RBI Governor Raghuram Rajan left the key interest rate unchanged in its monetary policy review following rise in retail inflation to 4-month high and likelihood of capital outflows on a possible US Fed rate hike later this month.

Reserve Bank of IndiaRBI monetary policy review: Raghuram Rajan left the key interest rate unchanged following rise in retail inflation to 4-month high and likelihood of capital outflows on a possible US Fed rate hike later this month.. (PTI)

Reserve Bank of India’s fifth bi-monthly monetary policy review on Tuesday was in line with market expectations. RBI Governor Raghuram Rajan left the key interest rate unchanged following rise in retail inflation to 4-month high and likelihood of capital outflows on a possible US Fed rate hike later this month.

Here are five key takeaways from the Reserve Bank of India’s monetary policy review

1) Benchmark Policy Rates: RBI Governor Raghuram Rajan kept the key policy rate unchanged but affirmed the central bank’s commitment to ease it as and when room is available. The repo rate at which the central bank lends to the system will continue at 6.75 per cent. The cash reserve ratio (CRR) or the amount of deposits banks park with RBI has also been unchanged at 4 per cent. The status quo was widely expected.

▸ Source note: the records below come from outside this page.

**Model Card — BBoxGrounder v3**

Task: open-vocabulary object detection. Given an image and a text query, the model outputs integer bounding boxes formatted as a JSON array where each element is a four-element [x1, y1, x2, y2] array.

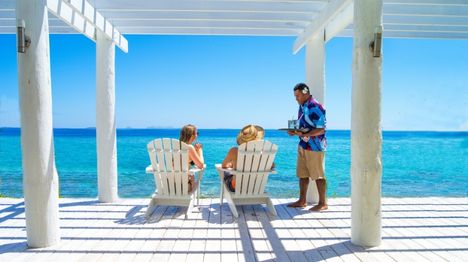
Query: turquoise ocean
[[0, 128, 468, 197]]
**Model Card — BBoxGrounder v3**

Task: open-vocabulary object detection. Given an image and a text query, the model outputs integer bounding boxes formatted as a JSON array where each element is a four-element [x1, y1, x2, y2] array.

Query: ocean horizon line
[[0, 126, 468, 133]]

2)Base rate: The RBI monetary policy statement indicates that the RBI is soon expected to finalise the methodology for determining the base rate based on marginal cost of funds and the government is also examining linking small saving interest rates to market interest rates.

Jimeet Modi, CEO, SAMCO Securities, said, “One positive commentary was the urgency to link the final base rate to the marginal cost of funds. Effective implementation of the same shall result in faster transmission of rate cuts to the end borrowers.”

Deepak Joshi, president and chief business officer, Religare Housing Development Finance Corporation, said, “Methodology for determining the base rate based on the marginal cost of funds and linking small savings interest rates to market interest rates, which all banks will have to follow is a big welcome as it further help transmission of policy rates into lending rates.”

3) Transmission of policy rate: It is important to note that the central bank’s observation on the transmission of the policy rate cuts announced till date. As mentioned, just about half of the policy repo rate reduction of 125 basis points has been transmitted by the banks till now. A Didar Singh, secretary general, FICCI, said, “We would like banks to pass on the full benefits in the form of lower lending rates for both consumers and investors. This is important for reviving up overall demand in the economy, which is still far from being robust. Of particular concern is the demand in the rural areas that has weakened on account of deficient monsoons.”

4) Inflation: RBI, which is set to achieve its target of getting inflation down at 6 per cent by January and is aiming to reduce the number further to 5 per cent by March 2017, will monitor developments on the commodity prices, including food and oil and external developments in its future policy formulations, Rajan said.

5) GDP Growth: The RBI Governor noted that second-quarter GDP numbers indicated early signs of recovery, he chose to stick to the earlier projection of 7.4 per cent for the fiscal with a marginal downward bias.

Overall, “Today’s policy action should be neutral for both equity and bond markets especially with key global events like US Fed rate decision ahead of us. Markets would also be watching out for RBI’s methodology for determining base rate which could have implications on profitability of lenders and borrowers going ahead,” said Jyoti Vaswani, chief investment officer, Future Generali Life Insurance.

The sixth bi-monthly monetary policy will be on February 2.